В этом отчаянном положении Консуэло вспомнила о Зденко, который был позади и мог вернуться, вспомнила о потоке, который он все еще, так сказать, держал в своих руках и который мог спустить в тот миг, когда она, лишенная помощи Альберта, стала бы одна подниматься к водоему, - потому что Альберт, во власти какого-то нового бреда, полагал, что она идет впереди, и, несясь за этим обманчивым призраком, оставлял ее во мраке. Это было слишком для женщины, даже для такой, как Консуэло. Цинабр бежал так же быстро, как и его хозяин, он со всех ног мчался вперед, унося в зубах фонарь. Свой же фонарь Консуэло оставила в убежище Альберта. Дорога то и дело поворачивала, вследствие чего свет поминутно исчезал. Наткнувшись впотьмах на какой-то выступ, Консуэло упала и не нашла сил подняться. Смертельный холод охватил ее. Еще одна страшная мысль промелькнула в ее мозгу: вероятно, Зденко получил приказание через определенное время открыть шлюзы, чтобы, напустив воду, скрыть лестницу и выход из колодца; даже независимо от своей ненависти к ней, он должен был по привычке выполнить эту необходимую предосторожность.

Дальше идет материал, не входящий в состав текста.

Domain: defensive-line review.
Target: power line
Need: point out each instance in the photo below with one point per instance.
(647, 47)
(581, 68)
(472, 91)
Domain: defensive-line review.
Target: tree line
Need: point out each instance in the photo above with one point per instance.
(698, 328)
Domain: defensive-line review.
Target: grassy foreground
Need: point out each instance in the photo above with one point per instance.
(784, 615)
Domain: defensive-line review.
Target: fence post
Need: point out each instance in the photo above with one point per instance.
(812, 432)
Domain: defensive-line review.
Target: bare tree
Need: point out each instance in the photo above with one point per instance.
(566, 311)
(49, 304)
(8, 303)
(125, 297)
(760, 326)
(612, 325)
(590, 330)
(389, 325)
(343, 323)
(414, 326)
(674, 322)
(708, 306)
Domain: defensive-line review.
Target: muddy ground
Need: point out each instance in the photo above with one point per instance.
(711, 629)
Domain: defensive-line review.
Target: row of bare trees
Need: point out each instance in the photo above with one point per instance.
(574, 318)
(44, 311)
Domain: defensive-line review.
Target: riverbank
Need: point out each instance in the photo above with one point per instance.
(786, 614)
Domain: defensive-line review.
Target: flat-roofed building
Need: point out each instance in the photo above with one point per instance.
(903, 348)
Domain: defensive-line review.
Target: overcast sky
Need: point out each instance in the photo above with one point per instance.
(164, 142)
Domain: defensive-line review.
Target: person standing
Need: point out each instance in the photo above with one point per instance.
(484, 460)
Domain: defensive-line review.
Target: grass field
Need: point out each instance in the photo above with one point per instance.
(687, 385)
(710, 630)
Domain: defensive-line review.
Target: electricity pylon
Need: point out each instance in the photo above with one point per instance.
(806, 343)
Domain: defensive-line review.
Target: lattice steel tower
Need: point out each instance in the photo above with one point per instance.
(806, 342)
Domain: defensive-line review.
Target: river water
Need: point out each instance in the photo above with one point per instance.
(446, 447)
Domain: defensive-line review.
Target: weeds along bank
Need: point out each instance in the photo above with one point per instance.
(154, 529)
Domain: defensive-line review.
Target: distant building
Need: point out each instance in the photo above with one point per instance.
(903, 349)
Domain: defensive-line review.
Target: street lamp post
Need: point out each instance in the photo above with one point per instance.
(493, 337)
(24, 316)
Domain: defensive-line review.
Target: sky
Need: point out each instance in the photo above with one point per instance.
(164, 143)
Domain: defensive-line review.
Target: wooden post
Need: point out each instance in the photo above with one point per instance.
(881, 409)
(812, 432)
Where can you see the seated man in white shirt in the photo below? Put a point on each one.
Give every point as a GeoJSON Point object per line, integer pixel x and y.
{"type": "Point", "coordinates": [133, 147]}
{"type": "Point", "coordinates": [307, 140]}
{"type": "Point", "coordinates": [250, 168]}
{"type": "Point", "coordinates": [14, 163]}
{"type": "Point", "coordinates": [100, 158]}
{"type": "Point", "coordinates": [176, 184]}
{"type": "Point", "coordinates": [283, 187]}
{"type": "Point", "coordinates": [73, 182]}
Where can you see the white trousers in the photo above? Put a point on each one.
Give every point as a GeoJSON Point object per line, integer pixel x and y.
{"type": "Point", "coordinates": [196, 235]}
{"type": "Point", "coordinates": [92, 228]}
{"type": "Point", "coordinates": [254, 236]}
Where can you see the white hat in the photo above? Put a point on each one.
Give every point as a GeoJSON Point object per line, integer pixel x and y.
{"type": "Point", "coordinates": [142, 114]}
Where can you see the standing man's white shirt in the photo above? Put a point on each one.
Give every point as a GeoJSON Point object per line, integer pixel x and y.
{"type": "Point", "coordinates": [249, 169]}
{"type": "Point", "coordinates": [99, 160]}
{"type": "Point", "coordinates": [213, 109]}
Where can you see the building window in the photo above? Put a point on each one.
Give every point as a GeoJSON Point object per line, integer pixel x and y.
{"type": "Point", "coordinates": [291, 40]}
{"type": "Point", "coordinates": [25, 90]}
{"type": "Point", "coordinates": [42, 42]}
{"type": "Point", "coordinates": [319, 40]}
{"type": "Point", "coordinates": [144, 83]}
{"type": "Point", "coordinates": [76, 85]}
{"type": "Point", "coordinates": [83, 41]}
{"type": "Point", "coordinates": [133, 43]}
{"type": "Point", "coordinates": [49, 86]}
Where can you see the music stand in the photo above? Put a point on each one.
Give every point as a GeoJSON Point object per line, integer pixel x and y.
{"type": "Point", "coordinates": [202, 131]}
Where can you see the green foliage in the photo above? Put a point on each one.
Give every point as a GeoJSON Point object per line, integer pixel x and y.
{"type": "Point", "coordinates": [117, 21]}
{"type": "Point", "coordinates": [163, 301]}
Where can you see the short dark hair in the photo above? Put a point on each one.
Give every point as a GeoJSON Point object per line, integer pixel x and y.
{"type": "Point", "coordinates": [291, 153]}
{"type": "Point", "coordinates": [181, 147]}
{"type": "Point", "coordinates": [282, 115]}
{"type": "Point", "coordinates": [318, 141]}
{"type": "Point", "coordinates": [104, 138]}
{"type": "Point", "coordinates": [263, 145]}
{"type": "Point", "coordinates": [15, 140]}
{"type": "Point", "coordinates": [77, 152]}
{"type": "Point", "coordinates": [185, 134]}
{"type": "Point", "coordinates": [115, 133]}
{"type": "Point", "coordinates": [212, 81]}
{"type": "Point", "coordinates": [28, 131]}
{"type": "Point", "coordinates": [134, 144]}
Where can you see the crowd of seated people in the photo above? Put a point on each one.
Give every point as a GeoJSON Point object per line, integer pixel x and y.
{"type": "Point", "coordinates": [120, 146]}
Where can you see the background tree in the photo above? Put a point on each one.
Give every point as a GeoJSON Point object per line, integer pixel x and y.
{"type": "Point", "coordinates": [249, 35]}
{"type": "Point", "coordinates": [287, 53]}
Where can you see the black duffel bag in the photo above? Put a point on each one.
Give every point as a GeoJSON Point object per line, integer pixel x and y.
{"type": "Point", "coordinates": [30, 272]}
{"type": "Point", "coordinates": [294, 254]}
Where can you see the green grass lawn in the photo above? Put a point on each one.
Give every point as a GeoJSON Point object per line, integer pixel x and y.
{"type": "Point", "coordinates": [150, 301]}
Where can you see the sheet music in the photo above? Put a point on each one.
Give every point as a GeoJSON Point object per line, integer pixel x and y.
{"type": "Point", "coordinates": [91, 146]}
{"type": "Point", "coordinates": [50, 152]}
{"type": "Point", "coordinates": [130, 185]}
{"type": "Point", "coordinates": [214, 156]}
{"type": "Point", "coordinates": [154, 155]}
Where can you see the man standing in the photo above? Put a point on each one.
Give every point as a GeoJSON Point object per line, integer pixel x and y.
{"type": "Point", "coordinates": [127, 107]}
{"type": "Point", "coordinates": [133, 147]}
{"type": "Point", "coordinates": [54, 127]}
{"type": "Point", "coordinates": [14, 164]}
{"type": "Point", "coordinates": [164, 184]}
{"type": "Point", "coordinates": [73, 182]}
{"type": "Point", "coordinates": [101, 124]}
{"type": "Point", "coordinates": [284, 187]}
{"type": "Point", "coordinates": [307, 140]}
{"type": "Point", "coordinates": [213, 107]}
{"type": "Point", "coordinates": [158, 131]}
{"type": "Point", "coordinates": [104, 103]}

"Итак, все кончено! - подумала Консуэло, тщетно силясь ползти. - Я жертва неумолимого рока! Мне не выйти из этого рокового подземелья, глазам моим не увидеть больше дневного света!.."
Уже пелена, гуще окружавшего ее густого мрака, стала заволакивать ей взор, руки окоченели, какая-то апатия, похожая на последний предсмертный сон, заглушила страх... И вдруг она почувствовала, что чьи-то могучие руки поднимают ее, сжимают, уносят по направлению к колодцу... чья-то пылающая грудь трепещет у самой ее груди, согревая ее; чей-то дружеский, ласковый голос шепчет ей нежные слова. Цинабр прыгает перед нею с качающимся фонарем. Это Альберт, придя в себя, уносит, спасает ее со страстью матери, потерявшей было и вновь нашедшей своего ребенка. За три минуты они дошли до канала, из которого только что ушла вода, достигли арки и лестницы колодца. Цинабр, привыкший к этому опасному подъему, бросился вперед, словно боясь, что помешает хозяину, путаясь под его ногами. Альберт, держа одной рукой Консуэло, а другой хватаясь за цепь, поднялся по винтовой лестнице в тот момент, когда вода уже бурлила на дне колодца. Эта опасность была не меньше других, перенесенных ею раньше, но Консуэло уже не ощущала страха. Альберт вообще обладал такой физической силой, пред которой сила Зденко казалась игрушечной, а в данную минуту, под влиянием невероятного возбуждения, сила эта стала просто сверхъестественной. Когда при свете занимающейся зари он опустил свою драгоценную ношу на закраину колодца, Консуэло наконец облегченно вздохнула и, оторвавшись от тяжело дышавшей груди Альберта, вытерла его высокий вспотевший лоб своим шарфом.
- Друг, - нежно сказала она, - если б не вы, я была бы мертва; вы отплатили за все, сделанное мною для вас; я чувствую сейчас вашу усталость больше, чем вы сами, и мне кажется, что на вашем месте я бы не выдержала.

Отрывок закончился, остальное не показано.